Why can't we taste anything when we're sick?
SUMMARY: While the tongue identifies four primary tastes - salty, sweet, sour and bitter - your nose is responsible for the sumptuous flavors in food.
Posted: June 3, 2014
When we come down with a cold, oftentimes our senses of smell and taste get kicked to the curb. Although taste and smell are separate senses with their own receptors, they are closely intertwined. Your nose plays a big role in what flavors your tongue can identify, and when your nasal cavity becomes congested with mucus, it may leave food tasting as bland as a board.
On a basic level, it's helpful to think about it like this: The nose and the mouth are connected. Literally, the nasal and oral cavities run into each other. That's why the mucus clogging your nose - which may also be the culprit behind bad breath - nullifies the delicious and not-so-delicious flavors of food.
Receptor cells in the mouth and nose
The tongue has thousands of taste buds that identify the four primary tastes - salty, sweet, sour and bitter - while the olfactory receptor cells in the nasal cavity measure odors that provide the sumptuous flavors in our food. These cells, when stimulated, send signals to specific areas of the brain, which make us conscious of the perception of taste. In this way, the messages that process taste and smell converge, giving us a more rounded idea of what we consume.
Chemicals in foods called tastants are detected by taste buds, the special structures embedded in the tongue.
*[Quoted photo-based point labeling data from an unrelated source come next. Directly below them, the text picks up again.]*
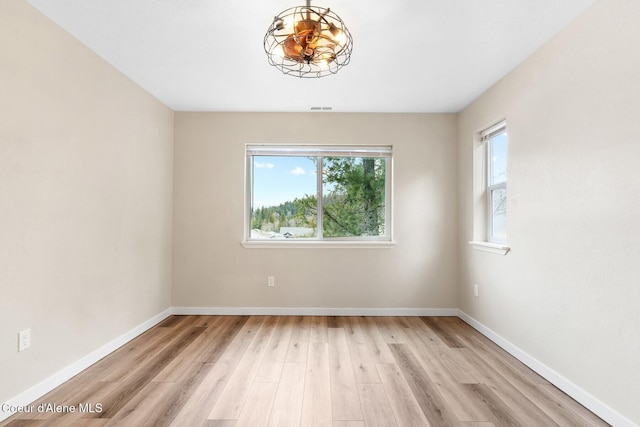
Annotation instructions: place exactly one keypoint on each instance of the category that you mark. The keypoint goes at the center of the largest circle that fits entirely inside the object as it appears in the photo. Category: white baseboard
(585, 399)
(312, 311)
(34, 393)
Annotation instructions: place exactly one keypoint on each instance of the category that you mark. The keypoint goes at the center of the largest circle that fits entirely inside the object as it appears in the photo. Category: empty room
(337, 213)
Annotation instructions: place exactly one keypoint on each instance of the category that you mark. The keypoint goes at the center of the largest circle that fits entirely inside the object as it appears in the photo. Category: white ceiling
(408, 55)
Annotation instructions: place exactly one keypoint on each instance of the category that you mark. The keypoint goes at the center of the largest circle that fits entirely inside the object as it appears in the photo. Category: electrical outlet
(24, 339)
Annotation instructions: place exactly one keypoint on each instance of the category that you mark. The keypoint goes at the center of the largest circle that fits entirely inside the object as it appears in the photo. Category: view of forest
(353, 202)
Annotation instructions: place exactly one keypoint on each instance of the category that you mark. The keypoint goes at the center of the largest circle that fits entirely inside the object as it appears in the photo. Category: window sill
(317, 244)
(494, 248)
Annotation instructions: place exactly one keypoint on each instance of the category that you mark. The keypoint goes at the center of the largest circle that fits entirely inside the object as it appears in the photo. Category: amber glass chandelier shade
(308, 41)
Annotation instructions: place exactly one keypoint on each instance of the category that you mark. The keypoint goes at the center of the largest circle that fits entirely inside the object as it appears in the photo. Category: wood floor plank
(375, 341)
(318, 329)
(431, 402)
(401, 399)
(519, 403)
(364, 366)
(257, 407)
(143, 409)
(250, 328)
(497, 411)
(273, 360)
(345, 401)
(299, 341)
(582, 416)
(433, 360)
(561, 414)
(287, 408)
(448, 338)
(316, 405)
(230, 403)
(310, 371)
(375, 406)
(202, 400)
(390, 330)
(141, 377)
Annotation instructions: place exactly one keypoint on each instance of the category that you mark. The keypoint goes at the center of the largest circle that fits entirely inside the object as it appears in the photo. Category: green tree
(354, 195)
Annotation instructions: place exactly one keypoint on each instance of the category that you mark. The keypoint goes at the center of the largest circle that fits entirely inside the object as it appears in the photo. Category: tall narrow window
(495, 140)
(318, 192)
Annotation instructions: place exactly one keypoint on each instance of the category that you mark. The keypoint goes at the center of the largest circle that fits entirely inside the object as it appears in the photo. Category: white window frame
(484, 239)
(487, 138)
(320, 151)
Every person has between 5,000 to 10,000 taste buds. Each bud consists of 50 to 100 specialized sensory cells, which become piqued by tastants like salts, sugars or acids.
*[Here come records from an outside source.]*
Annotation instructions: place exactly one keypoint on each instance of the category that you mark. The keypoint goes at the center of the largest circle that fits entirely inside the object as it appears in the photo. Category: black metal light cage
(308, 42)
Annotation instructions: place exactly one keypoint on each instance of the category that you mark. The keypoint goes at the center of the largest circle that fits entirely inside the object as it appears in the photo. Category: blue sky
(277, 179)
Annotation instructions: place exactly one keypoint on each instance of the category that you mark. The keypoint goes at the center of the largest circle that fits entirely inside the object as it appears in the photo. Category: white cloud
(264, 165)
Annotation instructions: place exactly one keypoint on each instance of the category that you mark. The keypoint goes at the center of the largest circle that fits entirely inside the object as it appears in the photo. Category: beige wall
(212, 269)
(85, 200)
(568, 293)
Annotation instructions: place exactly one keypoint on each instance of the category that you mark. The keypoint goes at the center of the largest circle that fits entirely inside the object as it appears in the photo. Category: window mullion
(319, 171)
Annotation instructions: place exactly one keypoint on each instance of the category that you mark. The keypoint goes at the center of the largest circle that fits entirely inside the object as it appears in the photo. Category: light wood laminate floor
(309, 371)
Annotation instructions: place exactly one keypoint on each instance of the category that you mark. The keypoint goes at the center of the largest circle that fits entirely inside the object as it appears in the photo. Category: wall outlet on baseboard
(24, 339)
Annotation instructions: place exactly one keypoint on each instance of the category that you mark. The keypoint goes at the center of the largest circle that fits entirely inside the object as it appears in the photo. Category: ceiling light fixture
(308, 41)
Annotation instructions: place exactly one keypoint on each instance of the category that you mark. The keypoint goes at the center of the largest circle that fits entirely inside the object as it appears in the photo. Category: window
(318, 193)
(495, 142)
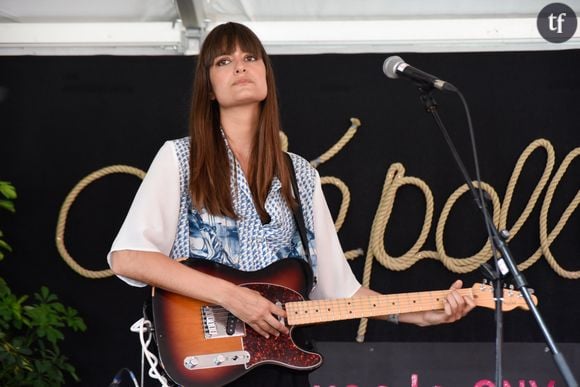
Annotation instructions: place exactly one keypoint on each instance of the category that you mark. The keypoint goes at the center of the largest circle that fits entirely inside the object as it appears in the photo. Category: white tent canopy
(176, 27)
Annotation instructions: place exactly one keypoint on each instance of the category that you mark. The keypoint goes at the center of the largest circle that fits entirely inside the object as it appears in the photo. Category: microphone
(394, 66)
Meanwhile, odorants, or odor molecules, are identified by the specialized sensory neurons in a small patch of mucus membranes lining the roof of the nose. To get these flavors - whether savory or not so savory - the odorants get stimulated by smells or chemicals in food that initiate a pattern of activity sent to the olfactory bulb. After passing to the primary olfactory cortex at the part of the frontal lobe in the brain, the message is relayed to adjacent parts of the orbital cortex where the combination of odor and taste information helps create the perception of flavor.
If mucus in your nasal passages turns too thick, molecules from the air and food can't reach your olfactory receptor cells. Therefore, your brain receives no signal identifying the odor, and everything you eat seems to taste the same. With that being said, you can still feel the texture and temperature of the food, since this information is processed on the tongue.
The lack of taste may be accompanied by post-nasal drip, a condition where mucus drips down the back of the throat instead of out through the nostrils. Post-nasal drip is normally caused by an illness such as the cold, a flu virus or nasal allergies. All of these can wipe the flavor from tasty foods.
In short, the inability to taste anything when you have a cold is intimately related to all of the sniffling. Both tastes and smells are the perception of chemicals in the air or in the food we eat. But don't blame your taste buds for the loss of flavor. It's the fault of your stuffed-up nose.